Nonstop flights from major hubs such as Chicago, Dallas and New York land at Rapid City Regional Airport (RAP). You’ll need a car to get outside the city, and many visitors take the road trip from places like Minneapolis (580 miles east of Rapid City) and Denver (390 miles south). The guide-narrated City View Trolley connects tourist attractions with more than a dozen stops Monday through Saturday from June through August (adult fares $2; $1 for 60 years and older).
Where to Stay
Rapid City makes a convenient base for exploring the Badlands and Black Hills as well as the city itself, with a range of accommodations — from historic to rustic — for a variety of budgets.
The affordable to moderately priced 1928-vintage classic Hotel Alex Johnson downtown has undergone a stylish upgrade. Its namesake, Alex Carlton Johnson, a former railroad executive, built the hotel just as Mount Rushmore was breaking ground and envisioned his “showplace of the West” as an homage to Native Americans and the Black Hills. German Tudor architecture meets Native American art throughout the lavish interiors. Amenities include a full-service spa, a panoramic rooftop bar and an Irish saloon serving meals all day. In the mood for some company? Ghosts are said to haunt a few of the 143 rooms, which the daring can request.
For a big dose of nature without straying too far from downtown, Lake Park Campground & Cottages on Canyon Lake, about 4 miles west of downtown, offers vacation homes and cottages. Multigenerational-friendly houses offer up to four bedrooms, and one includes a bunkhouse that sleeps nine. More modestly priced cottages run from studios to three bedrooms. The grounds feature horseshoe pits and a children’s playground. Rent a bike from the office and ride the nearby 10-mile paved bike path, which is relatively flat.
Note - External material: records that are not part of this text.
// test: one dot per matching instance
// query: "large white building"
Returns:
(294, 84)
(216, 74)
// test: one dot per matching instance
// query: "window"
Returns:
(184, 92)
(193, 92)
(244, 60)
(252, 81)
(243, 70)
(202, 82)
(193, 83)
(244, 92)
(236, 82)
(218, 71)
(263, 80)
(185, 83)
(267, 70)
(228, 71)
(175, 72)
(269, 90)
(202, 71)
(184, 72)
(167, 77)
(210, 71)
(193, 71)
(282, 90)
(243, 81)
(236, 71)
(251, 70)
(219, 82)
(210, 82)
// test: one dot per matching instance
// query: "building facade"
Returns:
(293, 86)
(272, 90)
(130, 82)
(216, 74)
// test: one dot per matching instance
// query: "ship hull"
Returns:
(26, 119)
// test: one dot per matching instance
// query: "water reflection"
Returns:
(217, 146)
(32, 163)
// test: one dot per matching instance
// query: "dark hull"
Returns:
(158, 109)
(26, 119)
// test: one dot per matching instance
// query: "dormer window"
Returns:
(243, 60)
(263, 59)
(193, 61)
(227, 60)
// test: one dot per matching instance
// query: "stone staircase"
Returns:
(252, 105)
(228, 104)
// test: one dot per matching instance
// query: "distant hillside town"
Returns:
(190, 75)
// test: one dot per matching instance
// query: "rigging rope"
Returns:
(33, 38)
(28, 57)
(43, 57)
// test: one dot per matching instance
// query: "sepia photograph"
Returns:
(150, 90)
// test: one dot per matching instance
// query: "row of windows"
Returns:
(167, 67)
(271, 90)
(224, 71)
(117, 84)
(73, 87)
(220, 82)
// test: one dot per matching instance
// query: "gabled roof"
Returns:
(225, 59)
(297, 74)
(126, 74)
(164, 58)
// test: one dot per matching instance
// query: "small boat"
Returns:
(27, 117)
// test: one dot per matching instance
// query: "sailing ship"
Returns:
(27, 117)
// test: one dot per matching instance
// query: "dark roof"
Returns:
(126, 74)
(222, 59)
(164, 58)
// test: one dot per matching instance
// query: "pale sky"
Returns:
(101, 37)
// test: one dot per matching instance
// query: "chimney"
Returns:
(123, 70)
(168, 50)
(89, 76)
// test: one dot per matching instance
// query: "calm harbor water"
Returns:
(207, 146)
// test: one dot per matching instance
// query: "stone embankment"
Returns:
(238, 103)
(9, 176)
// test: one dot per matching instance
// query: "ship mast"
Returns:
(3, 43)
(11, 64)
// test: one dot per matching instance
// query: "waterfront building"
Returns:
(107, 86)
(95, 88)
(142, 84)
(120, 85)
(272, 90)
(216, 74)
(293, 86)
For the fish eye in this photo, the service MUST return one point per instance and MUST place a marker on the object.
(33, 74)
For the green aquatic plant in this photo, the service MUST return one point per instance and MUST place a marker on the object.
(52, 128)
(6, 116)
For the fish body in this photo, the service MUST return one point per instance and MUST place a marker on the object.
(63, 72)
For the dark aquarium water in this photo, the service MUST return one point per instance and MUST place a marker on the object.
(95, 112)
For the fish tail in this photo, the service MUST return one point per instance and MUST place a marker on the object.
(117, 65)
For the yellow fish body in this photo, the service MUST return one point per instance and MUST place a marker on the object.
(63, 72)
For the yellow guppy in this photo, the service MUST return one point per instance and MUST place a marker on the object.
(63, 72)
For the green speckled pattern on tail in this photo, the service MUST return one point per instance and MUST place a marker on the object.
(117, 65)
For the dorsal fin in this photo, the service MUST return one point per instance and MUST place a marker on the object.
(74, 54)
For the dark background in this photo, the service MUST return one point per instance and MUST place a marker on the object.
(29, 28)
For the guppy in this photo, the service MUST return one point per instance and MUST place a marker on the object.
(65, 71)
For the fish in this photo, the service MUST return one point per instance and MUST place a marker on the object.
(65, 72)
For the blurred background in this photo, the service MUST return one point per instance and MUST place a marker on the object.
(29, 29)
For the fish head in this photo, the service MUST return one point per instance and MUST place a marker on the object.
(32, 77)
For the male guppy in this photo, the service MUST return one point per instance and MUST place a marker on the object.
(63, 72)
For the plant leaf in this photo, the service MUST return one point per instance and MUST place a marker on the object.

On the same lake, the budget-friendly Canyon Lake Resort offers motel-style rooms and four cabins as well as access to the lake, trout fishing, a heated outdoor pool (seasonal) and central firepit. Connecting motel rooms make this a popular spot for families, and kitchenettes including a microwave, refrigerator, small stove and coffee pot allow you to eat some meals in.
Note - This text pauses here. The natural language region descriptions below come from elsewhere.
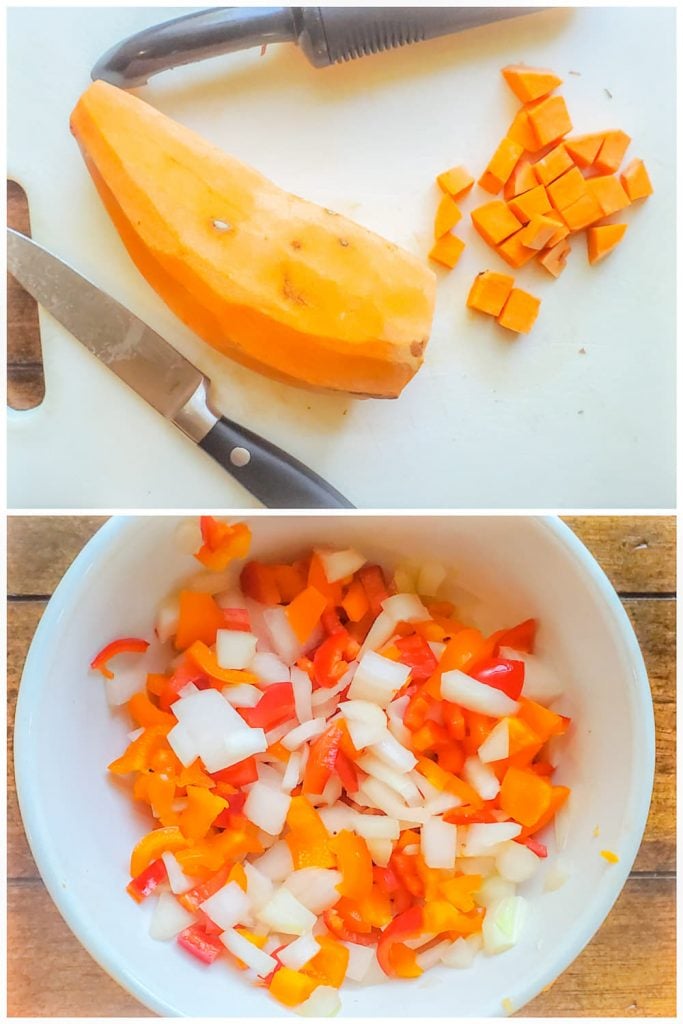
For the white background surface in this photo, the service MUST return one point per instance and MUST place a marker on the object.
(488, 421)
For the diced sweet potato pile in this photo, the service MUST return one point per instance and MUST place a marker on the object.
(549, 184)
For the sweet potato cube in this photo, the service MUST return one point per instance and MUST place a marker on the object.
(501, 165)
(519, 312)
(602, 240)
(489, 292)
(609, 193)
(553, 164)
(636, 180)
(567, 188)
(447, 215)
(529, 83)
(514, 252)
(582, 213)
(495, 221)
(539, 232)
(554, 258)
(550, 120)
(529, 204)
(447, 250)
(457, 181)
(584, 148)
(611, 152)
(520, 131)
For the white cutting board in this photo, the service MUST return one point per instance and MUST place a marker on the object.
(578, 414)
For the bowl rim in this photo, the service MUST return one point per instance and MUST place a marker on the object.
(95, 943)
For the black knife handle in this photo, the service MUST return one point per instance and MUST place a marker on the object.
(274, 477)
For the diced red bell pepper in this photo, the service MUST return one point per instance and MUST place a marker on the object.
(147, 881)
(501, 673)
(126, 645)
(275, 707)
(416, 652)
(200, 943)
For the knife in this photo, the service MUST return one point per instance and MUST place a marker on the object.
(143, 360)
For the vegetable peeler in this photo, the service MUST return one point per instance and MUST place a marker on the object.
(327, 35)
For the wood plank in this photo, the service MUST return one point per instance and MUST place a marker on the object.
(638, 553)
If you can think of a chain hotel, it’s here. Among newer brands, Tru by Hilton keeps prices low with smaller guest rooms while keeping the vibe upbeat in generous shared spaces with multifunctional lobbies. Tru by Hilton Rapid City Rushmore just off Interstate 90 near downtown offers a breakfast bar, grab-and-go market, indoor swimming pool with a two-story waterslide, well-equipped gym, pool table and board games in the lobby and, on the outdoor patio, gas firepits and banquette seating.
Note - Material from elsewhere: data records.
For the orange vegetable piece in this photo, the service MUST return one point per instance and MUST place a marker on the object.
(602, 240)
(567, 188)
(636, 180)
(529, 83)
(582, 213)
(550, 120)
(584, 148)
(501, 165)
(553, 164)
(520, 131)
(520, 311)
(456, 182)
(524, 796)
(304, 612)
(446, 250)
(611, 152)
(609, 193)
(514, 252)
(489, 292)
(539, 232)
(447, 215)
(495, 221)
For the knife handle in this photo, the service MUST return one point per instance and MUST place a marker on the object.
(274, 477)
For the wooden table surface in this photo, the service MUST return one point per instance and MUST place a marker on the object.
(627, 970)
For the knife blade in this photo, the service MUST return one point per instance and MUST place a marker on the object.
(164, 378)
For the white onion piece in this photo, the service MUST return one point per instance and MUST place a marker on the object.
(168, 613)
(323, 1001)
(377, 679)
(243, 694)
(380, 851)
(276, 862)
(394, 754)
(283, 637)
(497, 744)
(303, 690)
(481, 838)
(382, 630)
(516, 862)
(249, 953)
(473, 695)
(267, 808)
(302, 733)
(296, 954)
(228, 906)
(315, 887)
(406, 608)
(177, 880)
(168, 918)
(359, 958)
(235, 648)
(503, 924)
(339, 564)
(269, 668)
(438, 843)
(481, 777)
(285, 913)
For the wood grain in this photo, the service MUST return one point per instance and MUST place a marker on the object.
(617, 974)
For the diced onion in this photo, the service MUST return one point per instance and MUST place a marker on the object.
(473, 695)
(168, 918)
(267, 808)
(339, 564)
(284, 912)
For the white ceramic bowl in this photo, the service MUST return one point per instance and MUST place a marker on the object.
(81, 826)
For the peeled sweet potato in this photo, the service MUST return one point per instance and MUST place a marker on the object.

Channel your frontier fantasies by staying at the covered wagon accommodations at the Deadwood/Black Hills KOA Holiday just outside of Deadwood, about 40 miles northwest of Rapid City. Family friendly, the four-person wagons include a set of bunk beds as well as modern conveniences including Wi-Fi, a glider bench on the porch and access to a nearby swimming pool. Note: The wagons are an upgrade compared to other no-frills, budget cabins on the property.
What to Do
Main Street Square: Start your city tour in the downtown hub for events with a concert stage, lawn and interactive play fountains (expect a skating rink in winter). From here, explore the City of Presidents, a series of life-size bronze sculptures of American presidents from George Washington through Barack Obama that occupy the corners of 12 intersections. Download a free self-guided walking tour to play a scavenger hunt identifying a series of sculptural details. En route, between Sixth and Seventh and Main and Saint Joseph streets, look for Art Alley, a pedestrian lane filled with street murals.